Set clear policies around consensual relationships
Of course, you’re not one to stand in the way of true love. But for liabilities’ sake, you need to know what is going on between co-workers in your organisation. As mentioned before, ramifications of a romantic relationship can be huge, the largest risk being a conflict of interest which can impact other employees. This is especially true if the relationship involves a manager and a subordinate.
Your workplace policies should set clear ground rules around relationships between employees in the workplace. We recommend that your policy requires employees to disclose any workplace relationships either to HR or management, even if it is just a fling. This way you can react accordingly like changing reporting structures or reassigning tasks/roles to minimise the risk of conflict.
Be sure to include clear consequences for nondisclosure, such as disciplinary action or termination.
Define unacceptable workplace conduct
What may seem like innocent office flirting, could be entirely something different. However innocent, public opinion has recently drawn a clear line in the sand when it comes to any sexual harassment allegation. Sexual harassment claims have ended the career of multiple high profile individuals and incurred massive financial and reputational consequences for the companies they worked for (see New York sues Weinstein co). It is important to be clear about what does and does not constitute sexual harassment, for the safety of your employees and your brand.

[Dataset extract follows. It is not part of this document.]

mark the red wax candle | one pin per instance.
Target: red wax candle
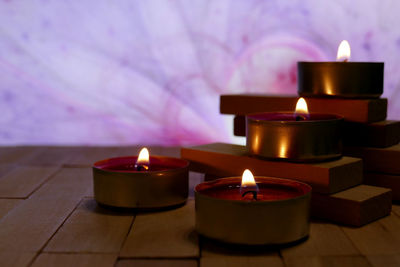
(278, 215)
(118, 182)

In cases of sexual harassment, employers can be held vicariously liable for the actions of employees. However, if an employer can demonstrate they took all reasonable steps to prevent employees engaging in unacceptable workplace conduct, they may be able to avoid large fines and legal charges. A well-drafted sexual harassment policy is a step in the right direction.
Multiple channels to report or complain
Your employees need to be comfortable to Kiss-and-Tell without spreading workplace rumours. Make sure you have multiple channels for employees to report consensual and not consensual behaviour at work. Every business must have a detailed grievance procedure which allows for escalation if the employee is not satisfied with the result. Better to find out about any misconduct in the workplace when it happens not years later like most of the allegations that have arisen in the media recently. This way you can act proactively before any patterns of harassment become engrained or conflicts of interest arise.
The last piece of the puzzle is the investigation. When any allegations of harassment arise in your workplace, an employer needs to conduct an unbiased investigation into the incident. If you need advice on how to conduct a workplace investigation, the HR Assured Telephone Advisory Team is just a phone call away.
If the claims are numerous and serious, you might want to outsource the investigation to an experienced workplace relations law firm to gain legal professional privilege. This means you can get all the details of what went on without having to disclose everything to the courts if it will cause your brand reputational damage.
Whether you are a believer or not, Valentine’s Day seems to have a way of getting people thinking romantic thoughts. Romance in the workplace is inevitable and shouldn’t be outlawed. However as recent events have shown, there is a huge risk of relationships between work colleagues turning sour. The best defence is to know all the facts so you can react accordingly to protect your employees and company reputation.